Tuesday, March 22, 2005

Ora pro nobis...

And pray to God to have mercy upon us
And I pray that I may forget
These matters that with myself I too much discuss
Too much explain
Because I do not hope to turn again
Let these words answer
For what is done, not to be done again
May the judgment not be too heavy upon us

Because these wings are no longer wings to fly
But merely vans to beat the air
The air which is now thoroughly small and dry
Smaller and dryer than the will
Teach us to care and not to care
Teach us to sit still.

Pray for us sinners now and at the hour of our death
Pray for us now and at the hour of our death.
- T.S. Eliot, Ash Wednesday, I

It's a dark hour for our great nation. We've made our bed. We've established a system that should live and change with the needs of the times. If our consitution is intended to evolve, then it might also mutate; if it is to be alive, then it has a lifespan. It's the American Justice system that's on life-support - not Terri Schiavo.

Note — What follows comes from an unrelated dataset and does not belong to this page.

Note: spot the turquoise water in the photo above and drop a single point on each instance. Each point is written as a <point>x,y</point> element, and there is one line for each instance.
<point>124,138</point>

The ACLU praised the judge's decision to let the woman starve to death. The decision was praised for "allowing people to make their own end-of-life decisions without the intrusion of politicians." I think it just to note that there've been plenty of political intrusions from both sides on this matter. Jeanetta insightfully quipped that Ted Kennedy practicaly "came out and offer[ed] to buy her a ticket to Chappaquiddick."

The CNN news-ticker described Terri as a woman on life-support with no hope of recovery. What does CNN know about hope anyway? And how does a feeding tube attached 3 times a day for mealtimes qualify as life-support? I know a girl who has a digestive disorder and consequently needs to be fed via a feeding tube. Otherwise, she's a happy and normal 10-year-old. "No hope..." To take CNN's dualistic, quasi-gnostic perspective on life, an infant just concieved has "no hope of recovery." In our culture, "hope" is quantified and qualified by the number of figures before the decimal in your pay-check, and whether or not you'll be able to make it to the doc's for your weekly Botox injection amidst a busy schedule of TV-watching, bar-hopping and fornicating - while you're not at work, of course, stuck inside a dehumanizing cubicle searching for the right binary digits to codify the meaning of life.

All there is left to do is pray. But I'd just like the half-eaten gingerbread men that constitute this culture of death if I was despondant or embittered by this fact. So all there is left to do is pray - so what? That's the best thing we can ever do anyway. Yeah, I'm fired up - yeah, I'm pissed off. Yeah, I feel futile in finding the right works to match my faith in this matter. But I'll be hitting my knees hard this week and praying for forgiveness for the foolish bastards that are perpetrating this crime. And, grafted onto the body of Christ and sharing in His cross, I know I can be stronger than the whole ACLU and Ted Kennedy and Mike Schiavo will ever be. This fight ain't over... but it is already won.
Who else is it who calls us back from the death of error, except the life that does not know death, and the wisdom which, needing no light, enlightens minds which are in darkness, that wisdom by which the whole world, even to the leaves of trees drifting in the wind, is governed?